Transcranial and Transcutaneous Stimulation for Pain: What Have We Learned From the COVID-19 Pandemic Shutdown?

SOURCE: Pain Physician. 26(3):E223-E231, 2023 May.

AUTHORS: Leung A; Alhaqab S; Kunne A; Leung D; Krug P; Golshan S

ABSTRACT
BACKGROUND: Transcranial magnetic stimulation (TMS) and transcutaneous magnetic stimulation (tMS) offer a novel noninvasive treatment option for chronic pain. While the recent COVID-19 pandemic caused by the SARS-CoV-2 virus resulted in a temporary interruption of the treatments for patients, it provided an excellent opportunity to assess the long-term sustainability of the treatment, and the feasibility of resuming the treatments after a brief period of interruption as no such data are available in current literature.

METHODS: First, a list of patients whose pain/headache conditions have been stably controlled with either treatment for at least 6 months prior to the 3-month pandemic-related shutdown was generated. Those who returned for treatments after the shutdown were identified and their underlying pain diagnoses, pre- and posttreatment Mechanical Visual Analog Scale (M-VAS) pain scores, 3-item Pain, Enjoyment, and General Activity (PEG-3), and Patient Health Questionnaire-9 scores were assessed in 3 phases: Phase I (P1) consisted of a 6-month pre-COVID-19 period in which pain conditions were stably managed with either treatment modality; Phase II (P2) consisted of the first treatment visit period immediately after COVID-19 shutdown; and Phase III (P3) consisted of a 3-4 month post-COVID-19 shutdown period patients received up to 3 sessions of either treatment modality after the P2 treatment.

RESULTS: For pre- and posttreatment M-VAS pain scores, mixed-effect analyses for both treatment groups demonstrated significant (P < 0.01) time interactions across all phases.
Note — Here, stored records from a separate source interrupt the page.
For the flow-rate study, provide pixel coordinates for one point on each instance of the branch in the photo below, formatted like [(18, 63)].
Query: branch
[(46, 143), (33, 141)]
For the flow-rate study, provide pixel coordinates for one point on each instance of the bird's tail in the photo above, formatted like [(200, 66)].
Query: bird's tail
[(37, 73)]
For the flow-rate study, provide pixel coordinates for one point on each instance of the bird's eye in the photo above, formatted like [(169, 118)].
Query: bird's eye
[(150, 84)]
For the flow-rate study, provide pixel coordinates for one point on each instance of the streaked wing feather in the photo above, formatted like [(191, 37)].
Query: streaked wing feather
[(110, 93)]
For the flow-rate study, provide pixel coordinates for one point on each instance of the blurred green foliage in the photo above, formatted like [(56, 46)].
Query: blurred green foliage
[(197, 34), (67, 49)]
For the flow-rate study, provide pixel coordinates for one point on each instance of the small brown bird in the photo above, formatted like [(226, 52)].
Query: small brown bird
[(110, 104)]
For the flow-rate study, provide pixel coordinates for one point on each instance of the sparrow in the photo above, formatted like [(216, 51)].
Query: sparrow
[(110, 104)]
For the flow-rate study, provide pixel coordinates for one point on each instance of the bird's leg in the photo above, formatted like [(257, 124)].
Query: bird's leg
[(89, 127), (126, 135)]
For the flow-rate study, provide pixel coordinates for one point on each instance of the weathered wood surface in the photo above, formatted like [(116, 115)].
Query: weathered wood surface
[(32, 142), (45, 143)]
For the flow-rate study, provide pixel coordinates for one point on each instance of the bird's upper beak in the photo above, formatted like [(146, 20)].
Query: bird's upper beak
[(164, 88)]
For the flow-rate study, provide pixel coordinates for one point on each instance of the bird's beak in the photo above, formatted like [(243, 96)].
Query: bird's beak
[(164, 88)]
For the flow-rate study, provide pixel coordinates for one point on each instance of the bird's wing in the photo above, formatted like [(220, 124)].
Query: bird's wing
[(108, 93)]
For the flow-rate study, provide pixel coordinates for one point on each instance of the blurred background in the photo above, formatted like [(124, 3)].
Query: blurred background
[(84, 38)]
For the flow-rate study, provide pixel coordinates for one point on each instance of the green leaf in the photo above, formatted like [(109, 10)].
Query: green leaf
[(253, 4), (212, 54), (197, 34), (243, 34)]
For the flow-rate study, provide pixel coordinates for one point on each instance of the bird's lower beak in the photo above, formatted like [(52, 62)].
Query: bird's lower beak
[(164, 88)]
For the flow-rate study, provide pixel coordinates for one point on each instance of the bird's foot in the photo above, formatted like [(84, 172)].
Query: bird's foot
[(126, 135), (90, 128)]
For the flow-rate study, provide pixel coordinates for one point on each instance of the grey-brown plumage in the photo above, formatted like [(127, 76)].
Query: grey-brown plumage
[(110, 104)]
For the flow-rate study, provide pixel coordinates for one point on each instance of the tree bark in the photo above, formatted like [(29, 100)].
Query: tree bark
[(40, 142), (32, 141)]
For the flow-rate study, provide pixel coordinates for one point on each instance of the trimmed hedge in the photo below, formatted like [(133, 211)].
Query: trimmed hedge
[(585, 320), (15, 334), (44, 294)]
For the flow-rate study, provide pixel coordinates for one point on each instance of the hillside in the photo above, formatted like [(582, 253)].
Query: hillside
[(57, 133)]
For pretreatment M-VAS pain scores, TMS (n = 27) between-phase analyses indicated a significant (F = 13.572, P = 0.002) increase from 37.7 +/- 27.6 at P1 to 49.6 +/- 25.9 at P2, which then decreased significantly (F = 12.752, P = 0.001) back to an average score of 37.1 +/- 24.7 at P3. Similarly, tMS (n = 25) between-phase analyses indicated the mean pretreatment pain score (mean +/- standard deviation [SD]) increased significantly (F = 13.383, P = 0.003) from 34.9 +/- 25.1 at P1 to 56.3 +/- 27.0 at P2, which then decreased significantly (F = 5.464, P = 0.027) back to an average score of 41.9 +/- 26.4 at P3.

For posttreatment pain scores, the TMS group between-phase analysis indicated the mean posttreatment pain score (mean +/- SD) increased significantly (F = 14.206, P = 0.002) from 25.6 +/- 22.9 at P1 to 36.2 +/- 23.4 at P2, which then significantly decreased (F = 16.063, P < 0.001) back to an average score of 23.2 +/- 21.3 at P3. The tMS group between-phase analysis indicates a significant (F = 8.324, P = 0.012) interaction between P1 and P2 only with the mean posttreatment pain score (mean +/- SD) increased from 24.9 +/- 25.7 at P1 to 36.9 +/- 26.7 at P2. The combined PEG-3 score between-phase analyses demonstrated similar significant (P < 0.001) changes across the phases in both treatment groups.

CONCLUSIONS: Both TMS and tMS treatment interruptions resulted in an increase of pain/headache severity and interference of quality of life and functions. However, the pain/headache symptoms, patients’ quality of life, or function can quickly be improved once the maintenance treatments were restarted.